Author Response File: Author Response.pdf
Reviewer 3 Report
Comments and Suggestions for AuthorsGeneral comment
It has been presented in the manuscript that the Sentinel-3 OLCI images were evaluated to predict algal bloom proxies in the western Lake Erie by machine learning architectures. Four RF models were trained for Chlorophyll-a, Microcystin, Phycocyanin, and Secchi-depth, respectively. Although the manuscript holds a merit to be published, some efforts are needed to be fixed as the details of methods should be explained. I will address myself in detail as follows.
Specific comment
1. How is the spatiotemporal match between the water quality data obtained from the in-stu station and the band reflectance data of OLCI images used for training? Is the time lag within plus or minus 3 hours?

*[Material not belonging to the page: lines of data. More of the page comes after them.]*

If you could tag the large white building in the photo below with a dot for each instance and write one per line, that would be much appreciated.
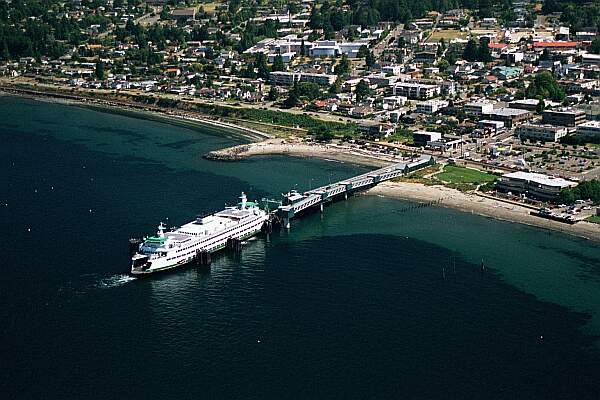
(533, 185)
(332, 48)
(590, 130)
(288, 78)
(546, 133)
(416, 90)
(431, 106)
(478, 108)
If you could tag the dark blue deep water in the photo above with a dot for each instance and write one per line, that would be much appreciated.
(350, 304)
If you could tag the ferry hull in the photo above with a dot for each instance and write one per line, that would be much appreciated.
(192, 261)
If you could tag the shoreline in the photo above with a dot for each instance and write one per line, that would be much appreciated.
(483, 206)
(262, 144)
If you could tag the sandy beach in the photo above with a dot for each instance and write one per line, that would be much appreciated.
(478, 204)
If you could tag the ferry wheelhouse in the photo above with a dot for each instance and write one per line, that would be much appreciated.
(171, 249)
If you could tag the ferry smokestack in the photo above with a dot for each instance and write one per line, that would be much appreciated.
(244, 200)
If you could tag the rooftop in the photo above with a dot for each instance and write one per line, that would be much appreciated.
(541, 179)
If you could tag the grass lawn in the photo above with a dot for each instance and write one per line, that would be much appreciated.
(458, 175)
(595, 219)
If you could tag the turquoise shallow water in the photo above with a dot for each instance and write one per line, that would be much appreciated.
(351, 303)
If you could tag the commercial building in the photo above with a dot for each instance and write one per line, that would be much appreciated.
(530, 104)
(421, 138)
(431, 106)
(546, 133)
(478, 109)
(564, 117)
(589, 130)
(533, 185)
(493, 127)
(416, 90)
(288, 78)
(510, 116)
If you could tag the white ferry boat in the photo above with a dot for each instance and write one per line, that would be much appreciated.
(181, 246)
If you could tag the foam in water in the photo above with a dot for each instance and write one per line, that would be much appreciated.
(115, 281)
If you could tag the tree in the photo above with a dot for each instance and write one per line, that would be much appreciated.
(278, 63)
(370, 59)
(595, 46)
(540, 106)
(336, 87)
(99, 70)
(292, 100)
(322, 133)
(471, 51)
(544, 86)
(362, 90)
(273, 94)
(343, 67)
(483, 53)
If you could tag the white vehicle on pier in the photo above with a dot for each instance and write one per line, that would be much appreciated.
(207, 234)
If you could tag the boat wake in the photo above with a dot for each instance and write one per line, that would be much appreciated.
(115, 281)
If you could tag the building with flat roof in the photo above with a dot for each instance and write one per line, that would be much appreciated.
(539, 186)
(288, 78)
(545, 133)
(431, 106)
(494, 127)
(564, 117)
(589, 130)
(414, 90)
(510, 116)
(421, 138)
(477, 109)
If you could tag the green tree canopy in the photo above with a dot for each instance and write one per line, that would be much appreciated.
(544, 86)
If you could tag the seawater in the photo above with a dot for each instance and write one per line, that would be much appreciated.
(371, 299)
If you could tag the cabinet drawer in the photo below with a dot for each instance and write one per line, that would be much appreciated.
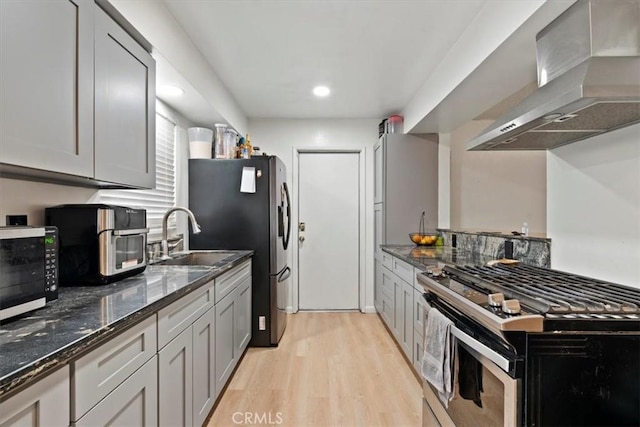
(134, 402)
(415, 282)
(387, 283)
(176, 317)
(227, 282)
(96, 374)
(387, 260)
(419, 311)
(403, 270)
(388, 311)
(44, 403)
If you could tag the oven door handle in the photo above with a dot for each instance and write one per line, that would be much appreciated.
(130, 232)
(482, 349)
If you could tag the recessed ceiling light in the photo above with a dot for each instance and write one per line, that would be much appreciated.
(321, 91)
(170, 90)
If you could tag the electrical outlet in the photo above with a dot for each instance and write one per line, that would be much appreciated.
(16, 220)
(508, 249)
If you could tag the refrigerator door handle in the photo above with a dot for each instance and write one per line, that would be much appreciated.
(284, 275)
(285, 241)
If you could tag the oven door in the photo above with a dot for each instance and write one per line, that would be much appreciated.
(122, 250)
(481, 368)
(22, 270)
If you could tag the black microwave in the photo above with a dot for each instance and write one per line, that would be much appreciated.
(28, 269)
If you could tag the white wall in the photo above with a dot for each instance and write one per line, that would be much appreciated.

2. Among many machine learning models, why did the you choose the random forest model for training? Why not select multiple models and ultimately choose the one that performs best?
3. Please describe in detail what parameters are input to model training? How was it chosen?
4. There should be interaction between the Model Prediction and Validation and Model Assessment parts in Figure 2. The model performance can be optimized by adjusting the hyperparameter settings to obtain the best model. In its current form, predictive models are generated directly.
5. The relative error in Figure 4 should be written inside, and each subfigure should be square and marked with a 1:1 line.
6. Figure 7 and related descriptions need to clearly indicate the significance of the regression.
7. Line 350: Figure 8 not found
8. Line 418-422: The Secchi Depth is related to many factors and cannot be directly only related to the magnitude of algal blooms. For example, the turbidity of the lake water and the concentration of organic matter will all affect the Secchi Depth.
9. The first half of the article emphasizes the importance of machine learning. It is recommended to include a discussion of the application of machine learning in this work in the discussion section.
Author Response
Please see the attachment.
Author Response File: Author Response.pdf
Reviewer 4 Report
Comments and Suggestions for AuthorsBased on the Sentinel-3 OLCI data, using a machine learning algorithm, for Western Lake Erie basin The four indexes of Chlorophyll-a, Microcystin, Phycocyanin and and Secchi-depth of water bodies are reversed, and the correlation of the four water quality indexes is analyzed, and the inversion accuracy of various models for different water quality parameters is discussed.
The article data is reliable, the discussion is clear, and the result is reliable.
The main amendments are suggested as follows:
1) There are many algorithms based on machine learning, in addition to random forest, there are support vector machines, XG-BOOST, etc. It is suggested to supplement the research status of these machine learning methods, and the comparison of the inversion accuracy of water quality parameters by different inversion algorithms;
2) The results and discussion are very similar, and clear research results and conclusions are suggested.
Author Response
Please see the attachment.
Author Response File: Author Response.pdf
Round 2
Reviewer 1 Report
Comments and Suggestions for AuthorsAccept as it is.
Reviewer 2 Report
Comments and Suggestions for AuthorsAll comments have been resolved.
Reviewer 3 Report
Comments and Suggestions for AuthorsMy previous question has been answered.